Marginals Before Conditionals
This work provides insights into the dynamics of conditional learning in neural networks, which is incremental but clarifies a specific bottleneck in understanding training behavior.
The authors tackled the problem of understanding how neural networks learn conditional dependencies by constructing a minimal task that isolates conditional learning, revealing that models first learn the marginal distribution, plateauing at a predictable loss, before sharply transitioning to the full conditional solution. They found that the plateau duration depends on dataset size, and gradient noise stabilizes the marginal, with higher learning rates slowing the transition by up to 3.6 times.

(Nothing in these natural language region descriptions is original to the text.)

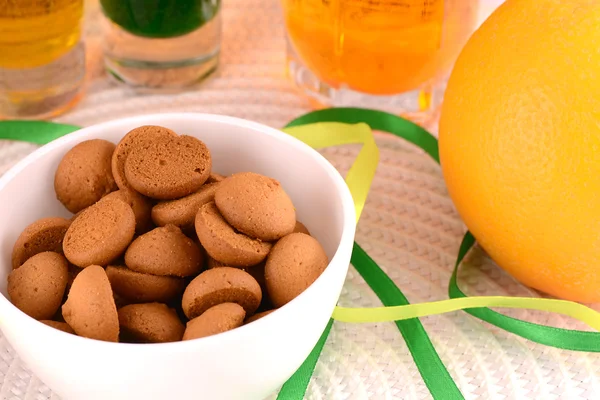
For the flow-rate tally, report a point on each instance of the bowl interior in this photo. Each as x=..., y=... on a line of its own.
x=319, y=195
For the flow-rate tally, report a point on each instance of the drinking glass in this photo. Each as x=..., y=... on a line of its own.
x=42, y=57
x=392, y=55
x=161, y=44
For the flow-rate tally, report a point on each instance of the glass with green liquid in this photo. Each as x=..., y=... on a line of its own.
x=161, y=44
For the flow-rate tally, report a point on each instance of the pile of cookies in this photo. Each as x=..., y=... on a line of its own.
x=160, y=248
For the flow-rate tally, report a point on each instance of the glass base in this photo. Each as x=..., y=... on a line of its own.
x=159, y=65
x=43, y=92
x=421, y=106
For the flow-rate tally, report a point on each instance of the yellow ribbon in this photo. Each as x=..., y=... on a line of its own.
x=359, y=179
x=362, y=171
x=397, y=313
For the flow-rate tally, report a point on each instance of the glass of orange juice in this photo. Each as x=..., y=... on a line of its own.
x=42, y=57
x=392, y=55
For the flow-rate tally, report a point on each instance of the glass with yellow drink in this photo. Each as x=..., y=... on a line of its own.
x=42, y=60
x=385, y=54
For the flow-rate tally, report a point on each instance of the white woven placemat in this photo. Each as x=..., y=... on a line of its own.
x=409, y=226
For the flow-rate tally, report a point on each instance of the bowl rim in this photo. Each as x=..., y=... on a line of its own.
x=345, y=244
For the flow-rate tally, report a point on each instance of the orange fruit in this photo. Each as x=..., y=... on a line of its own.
x=520, y=143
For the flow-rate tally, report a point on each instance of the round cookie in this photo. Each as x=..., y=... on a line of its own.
x=295, y=262
x=212, y=263
x=221, y=285
x=214, y=177
x=164, y=251
x=257, y=272
x=129, y=141
x=84, y=175
x=256, y=205
x=144, y=288
x=220, y=318
x=182, y=212
x=37, y=287
x=100, y=234
x=300, y=228
x=90, y=307
x=141, y=206
x=258, y=316
x=223, y=243
x=61, y=326
x=150, y=323
x=169, y=167
x=45, y=234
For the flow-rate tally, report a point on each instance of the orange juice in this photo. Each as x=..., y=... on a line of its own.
x=36, y=32
x=42, y=58
x=379, y=47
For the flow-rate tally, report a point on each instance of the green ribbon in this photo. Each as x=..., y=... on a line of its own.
x=430, y=366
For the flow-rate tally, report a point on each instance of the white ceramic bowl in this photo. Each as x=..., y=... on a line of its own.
x=247, y=363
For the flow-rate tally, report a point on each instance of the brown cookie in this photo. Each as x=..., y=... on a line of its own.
x=90, y=307
x=256, y=205
x=150, y=323
x=144, y=288
x=129, y=141
x=214, y=177
x=84, y=174
x=100, y=234
x=257, y=272
x=221, y=285
x=212, y=263
x=223, y=243
x=37, y=287
x=258, y=316
x=169, y=167
x=220, y=318
x=61, y=326
x=182, y=212
x=300, y=228
x=45, y=234
x=141, y=206
x=294, y=263
x=164, y=251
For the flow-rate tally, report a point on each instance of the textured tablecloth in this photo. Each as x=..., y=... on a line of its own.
x=409, y=227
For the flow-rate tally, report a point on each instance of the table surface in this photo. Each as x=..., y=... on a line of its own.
x=409, y=227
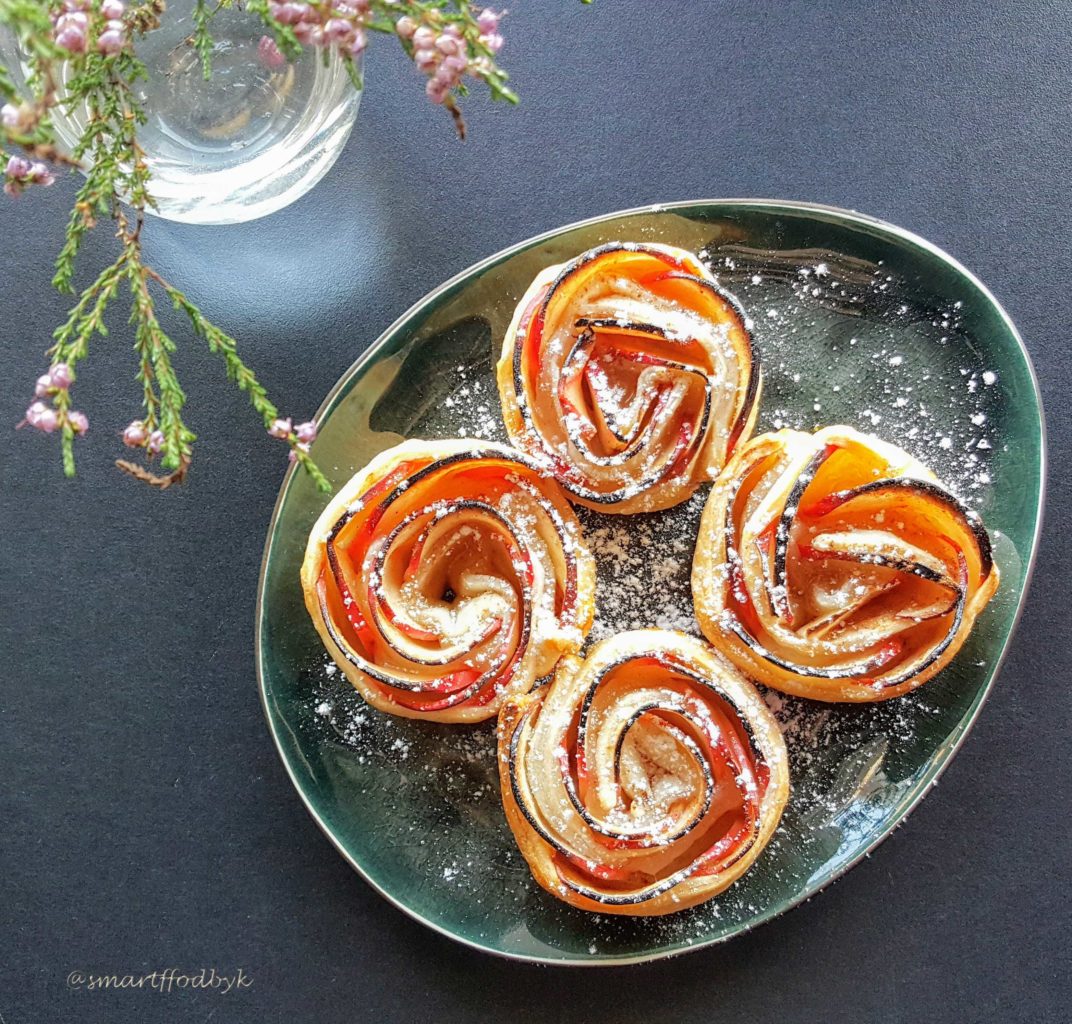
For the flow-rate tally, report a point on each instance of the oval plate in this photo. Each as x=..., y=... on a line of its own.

We construct a minimal task that isolates conditional learning in neural networks: a surjective map with K-fold ambiguity, resolved by a selector token z, so H(A | B) = log K while H(A | B, z) = 0. The model learns the marginal P(A | B) first, producing a plateau at exactly log K, before acquiring the full conditional in a sharp, collective transition. The plateau has a clean decomposition: height = log K (set by ambiguity), duration = f(D) (set by dataset size D, not K). Gradient noise stabilizes the marginal solution: higher learning rates monotonically slow the transition (3.6* across a 7* η range at fixed throughput), and batch-size reduction delays escape, consistent with an entropic force opposing departure from the low-gradient marginal. Internally, a selector-routing head assembles during the plateau, leading the loss transition by ~50% of the waiting time. This is the Type 2 directional asymmetry of Papadopoulos et al. [2024], measured dynamically: we track the excess risk from log K to zero and characterize what stabilizes it, what triggers its collapse, and how long it takes.